Less than an hour before Gov. Phil Scott was scheduled to start his weekly news conference, Democratic House Speaker Jill Krowinski called on the Republican governor and his administration to take additional steps toward mitigating the spread of COVID-19. About a half-hour later, Senate President Pro Tem Becca Balint, also a Democrat, issued a statement backing Krowinski’s call to action.
And like that, the news conference was about the legislative leadership taking the governor to task. The governor, clearly staying the course despite a recent uptick in COVID cases statewide, called the move by the legislative leadership “political.”
Several things are true: Since the start of the pandemic some 18 or so months ago, this governor has taken bold action to mitigate the spread of the virus (and he and his administration have been praised for it). Vermont has been a leader, with the highest vaccination rate of eligible individuals anywhere in the nation, still around 85%. And, lastly, Vermont has had the lowest number of COVID deaths of any state in the nation, at 270. (According to the state Department of Health dashboard, on Tuesday Vermont had 106 new cases; 34 individuals were hospitalized with COVID; 15 of them in ICU. In all, Vermont has had 27,237 positive COVID cases since it began tracking the pandemic.)
A fourth thing is also true: Scott’s exhaustive news conferences, while helpful in their information and in providing a comforting level of transparency about the crisis, can eat up all of the oxygen in the room. The COVID conversation has reached a point where it needs to breathe.
Krowinski and Balint have sat back and watched this governor lead. But now, at a time when the pandemic trend might suggest that the highly contagious delta variant could pose a considerable risk, especially as schools re-open in a matter of days for in-person classes, the governor’s “stay the course” tact might need some debate.

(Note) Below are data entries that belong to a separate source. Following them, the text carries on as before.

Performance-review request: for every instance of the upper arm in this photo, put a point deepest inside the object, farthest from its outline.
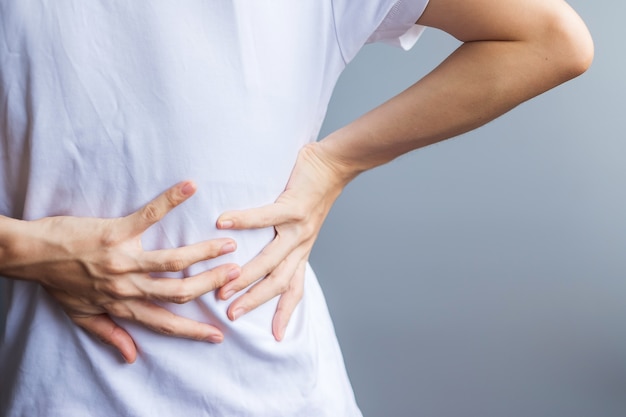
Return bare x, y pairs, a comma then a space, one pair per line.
472, 20
551, 27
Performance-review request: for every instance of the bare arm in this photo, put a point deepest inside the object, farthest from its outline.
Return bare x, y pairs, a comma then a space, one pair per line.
513, 50
96, 268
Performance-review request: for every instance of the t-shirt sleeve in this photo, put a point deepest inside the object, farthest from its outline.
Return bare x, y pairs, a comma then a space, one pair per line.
390, 21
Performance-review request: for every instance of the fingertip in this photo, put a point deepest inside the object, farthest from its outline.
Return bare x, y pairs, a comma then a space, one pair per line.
228, 247
216, 338
278, 330
225, 223
235, 313
187, 188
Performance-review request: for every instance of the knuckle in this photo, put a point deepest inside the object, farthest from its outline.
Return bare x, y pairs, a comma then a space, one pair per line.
166, 328
181, 298
113, 265
120, 310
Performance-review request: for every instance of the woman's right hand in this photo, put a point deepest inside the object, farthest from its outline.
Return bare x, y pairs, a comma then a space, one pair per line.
97, 269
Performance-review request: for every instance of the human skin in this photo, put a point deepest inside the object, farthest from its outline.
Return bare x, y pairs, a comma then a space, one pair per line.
512, 51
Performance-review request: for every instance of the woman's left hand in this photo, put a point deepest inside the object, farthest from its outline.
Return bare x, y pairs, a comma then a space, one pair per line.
297, 217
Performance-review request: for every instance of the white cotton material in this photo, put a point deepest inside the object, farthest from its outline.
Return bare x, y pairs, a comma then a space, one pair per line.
104, 104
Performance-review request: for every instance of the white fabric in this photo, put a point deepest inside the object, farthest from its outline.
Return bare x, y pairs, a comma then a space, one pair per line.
106, 103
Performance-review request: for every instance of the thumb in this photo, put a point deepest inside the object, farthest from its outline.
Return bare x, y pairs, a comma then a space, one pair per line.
110, 333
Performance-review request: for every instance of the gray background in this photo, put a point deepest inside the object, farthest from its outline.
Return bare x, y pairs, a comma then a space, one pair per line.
486, 276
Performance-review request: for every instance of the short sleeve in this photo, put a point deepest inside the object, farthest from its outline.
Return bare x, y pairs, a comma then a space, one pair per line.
365, 21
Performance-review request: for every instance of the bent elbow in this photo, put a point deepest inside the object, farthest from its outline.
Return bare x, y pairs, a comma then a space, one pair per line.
571, 43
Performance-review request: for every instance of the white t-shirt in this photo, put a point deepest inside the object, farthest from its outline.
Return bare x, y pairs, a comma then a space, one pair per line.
105, 104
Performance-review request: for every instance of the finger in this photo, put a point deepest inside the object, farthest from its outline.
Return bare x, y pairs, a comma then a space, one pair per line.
264, 263
276, 283
288, 303
256, 218
183, 290
110, 333
163, 321
155, 210
173, 260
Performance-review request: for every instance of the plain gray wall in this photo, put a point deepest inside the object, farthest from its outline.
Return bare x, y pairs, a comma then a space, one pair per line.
486, 276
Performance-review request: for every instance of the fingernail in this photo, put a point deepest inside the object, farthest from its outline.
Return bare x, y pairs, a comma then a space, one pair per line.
215, 338
231, 275
227, 248
225, 224
238, 312
188, 188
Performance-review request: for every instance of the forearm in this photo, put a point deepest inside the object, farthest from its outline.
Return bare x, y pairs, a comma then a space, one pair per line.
13, 244
477, 83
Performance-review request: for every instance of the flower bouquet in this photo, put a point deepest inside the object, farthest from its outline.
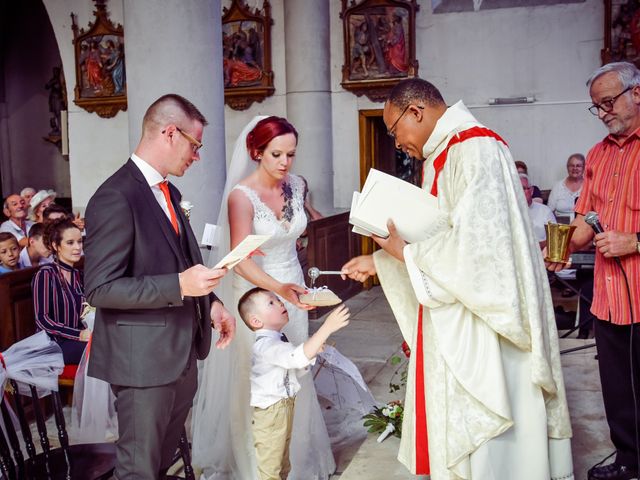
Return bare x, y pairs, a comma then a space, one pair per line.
385, 420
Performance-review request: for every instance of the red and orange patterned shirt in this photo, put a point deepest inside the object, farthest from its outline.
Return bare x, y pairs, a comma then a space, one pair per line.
612, 189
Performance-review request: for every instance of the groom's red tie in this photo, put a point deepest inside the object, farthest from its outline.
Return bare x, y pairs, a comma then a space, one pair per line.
164, 186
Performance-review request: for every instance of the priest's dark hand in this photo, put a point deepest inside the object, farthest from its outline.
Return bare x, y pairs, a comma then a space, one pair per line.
394, 244
359, 268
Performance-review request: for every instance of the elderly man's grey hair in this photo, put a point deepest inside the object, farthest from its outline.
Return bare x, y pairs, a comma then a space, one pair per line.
628, 73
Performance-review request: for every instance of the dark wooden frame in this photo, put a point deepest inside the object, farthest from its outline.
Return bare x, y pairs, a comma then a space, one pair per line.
614, 44
242, 97
377, 89
108, 105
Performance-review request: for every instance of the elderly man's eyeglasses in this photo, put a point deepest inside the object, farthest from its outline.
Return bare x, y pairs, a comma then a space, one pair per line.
195, 144
607, 105
391, 131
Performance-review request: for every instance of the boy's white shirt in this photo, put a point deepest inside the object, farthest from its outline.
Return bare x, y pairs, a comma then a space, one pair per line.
270, 361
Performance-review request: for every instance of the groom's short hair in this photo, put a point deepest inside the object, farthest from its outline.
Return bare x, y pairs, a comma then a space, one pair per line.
247, 304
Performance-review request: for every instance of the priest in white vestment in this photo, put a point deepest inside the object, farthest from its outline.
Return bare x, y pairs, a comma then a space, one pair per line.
485, 394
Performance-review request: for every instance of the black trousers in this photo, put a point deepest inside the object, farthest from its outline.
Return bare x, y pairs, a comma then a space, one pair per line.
150, 422
614, 357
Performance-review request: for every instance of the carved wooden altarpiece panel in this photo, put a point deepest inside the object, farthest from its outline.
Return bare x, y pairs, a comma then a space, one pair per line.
246, 54
100, 71
379, 45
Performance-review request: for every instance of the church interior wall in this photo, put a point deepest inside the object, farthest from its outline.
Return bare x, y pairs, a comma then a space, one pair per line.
29, 54
97, 146
547, 52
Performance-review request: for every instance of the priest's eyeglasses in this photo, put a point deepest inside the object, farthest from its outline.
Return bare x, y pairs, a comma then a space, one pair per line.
195, 144
607, 105
391, 131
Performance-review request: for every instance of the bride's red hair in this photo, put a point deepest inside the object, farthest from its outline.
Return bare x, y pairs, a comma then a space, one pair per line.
266, 130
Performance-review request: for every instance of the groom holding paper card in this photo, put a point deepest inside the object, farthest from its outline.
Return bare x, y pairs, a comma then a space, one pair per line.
153, 297
485, 395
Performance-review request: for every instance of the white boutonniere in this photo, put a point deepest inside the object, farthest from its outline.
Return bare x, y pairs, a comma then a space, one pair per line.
186, 207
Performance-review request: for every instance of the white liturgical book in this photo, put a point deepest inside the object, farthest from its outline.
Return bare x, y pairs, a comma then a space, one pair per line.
414, 211
242, 251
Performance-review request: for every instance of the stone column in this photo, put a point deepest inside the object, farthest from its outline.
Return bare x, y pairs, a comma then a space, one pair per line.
308, 75
175, 46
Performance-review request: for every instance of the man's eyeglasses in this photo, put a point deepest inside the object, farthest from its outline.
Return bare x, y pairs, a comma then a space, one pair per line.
195, 144
607, 105
391, 132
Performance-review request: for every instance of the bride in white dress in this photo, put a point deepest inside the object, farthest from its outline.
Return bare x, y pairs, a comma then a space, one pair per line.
260, 197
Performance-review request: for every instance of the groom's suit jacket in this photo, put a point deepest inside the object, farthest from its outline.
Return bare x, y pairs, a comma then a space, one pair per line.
144, 331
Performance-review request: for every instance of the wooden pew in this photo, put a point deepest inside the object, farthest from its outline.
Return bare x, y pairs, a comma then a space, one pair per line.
17, 318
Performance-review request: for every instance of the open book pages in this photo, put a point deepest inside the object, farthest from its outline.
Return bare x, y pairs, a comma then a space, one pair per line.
242, 251
413, 210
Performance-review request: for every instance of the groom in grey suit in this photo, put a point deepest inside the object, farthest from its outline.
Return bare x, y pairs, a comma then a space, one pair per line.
153, 297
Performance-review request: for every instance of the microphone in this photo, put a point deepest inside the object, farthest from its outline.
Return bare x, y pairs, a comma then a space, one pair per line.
593, 220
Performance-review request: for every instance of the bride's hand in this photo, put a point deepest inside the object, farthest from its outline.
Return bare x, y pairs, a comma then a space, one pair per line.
290, 292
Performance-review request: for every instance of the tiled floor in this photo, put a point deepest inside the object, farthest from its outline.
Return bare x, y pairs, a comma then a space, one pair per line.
372, 338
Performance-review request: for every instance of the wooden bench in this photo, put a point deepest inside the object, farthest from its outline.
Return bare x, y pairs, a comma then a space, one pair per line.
17, 318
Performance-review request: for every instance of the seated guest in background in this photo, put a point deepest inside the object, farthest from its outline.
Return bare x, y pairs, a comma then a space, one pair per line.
39, 202
27, 193
54, 212
15, 209
537, 194
9, 253
564, 194
36, 252
539, 213
58, 290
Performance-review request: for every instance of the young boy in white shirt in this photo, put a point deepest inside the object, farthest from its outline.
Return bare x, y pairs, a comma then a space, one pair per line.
275, 366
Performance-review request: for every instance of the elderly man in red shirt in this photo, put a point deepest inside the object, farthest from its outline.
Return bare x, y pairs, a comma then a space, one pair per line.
15, 209
612, 189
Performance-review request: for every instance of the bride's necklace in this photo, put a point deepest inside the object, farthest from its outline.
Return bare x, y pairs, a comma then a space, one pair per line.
287, 208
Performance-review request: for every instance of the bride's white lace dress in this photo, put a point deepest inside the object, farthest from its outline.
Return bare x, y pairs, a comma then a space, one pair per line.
233, 457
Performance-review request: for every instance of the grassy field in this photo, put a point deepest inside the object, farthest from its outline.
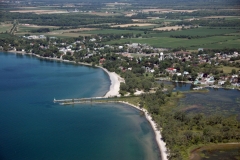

Sure, the timing of Krowinski’s and Balint’s statements was deliberate. It was aimed at getting the Vermont news media to look at another point of view for a few minutes, and to get a word in edgewise.
Scott knows how effective his approach has been. Vermont’s numbers prove he has been highly effective. (Incidentally, the approach also got him handily re-elected without ever officially campaigning, which some critics have called “playing politics,” too.)
One could say that the Democratic leaders of the House and Senate calling for more steps from the Republican governor is political. It also could be seen as leadership, by pushing back and challenging authority.
Krowinski and Balint are looking at the same data, the same news reports, and they, too, are hearing from Vermonters who have concerns right now.
Based on what they are hearing, Vermonters are asking: Shouldn’t this governor issue a temporary indoor mask mandate? And shouldn’t there be a uniform set of guidelines for school districts?
Could action on those questions cause headaches for Vermonters? Of course. But if it actually does mitigate the spread of the delta variant, protect our children and educators, and provide reassurance, why not?
In her statement, the House speaker wrote, “Since the start of the pandemic, Vermont has been leading the nation in our response to COVID, and Vermonters have stepped up heroically, steadfastly, and let evidence-based science guide our policy response. That’s why I am concerned that the Governor’s change in strategy is failing to keep Vermonters, all of us, safe. We need to be more proactive in following guidance from the (Centers for Disease Control and Prevention) and ensure that we are doing everything we can to mitigate the spread of the virus. Students, teachers and staff are returning to school this week, and all Vermonters should be confident that everything is being done to protect everyone in these congregate settings.”
She went on: “It is encouraging that our case rate appears to be declining compared to two weeks ago, but Vermonters have consistently asked why we aren’t doing more to prevent the spread of the virus. We have the tools available to protect ourselves, and any step we can take to prevent someone from being hospitalized or succumbing to this virus is worth taking.”
And Balint followed up, stating :”I support the speaker’s desire to refocus the statewide conversation about the ongoing pandemic on several key questions. As the delta variant of COVID-19 has taken hold in Vermont, we and our legislative colleagues are fielding many questions from our constituents, our schools, and our businesses about our statewide strategy. I want to make sure all of us in state government continue to provide Vermonters with the information and confidence they need to navigate this next phase safely — both for themselves and their families.”
We need all perspectives right now. Vermonters deserve answers without stolen spotlights and blame games.
This editorial first appeared in the Rutland Herald on Aug. 25.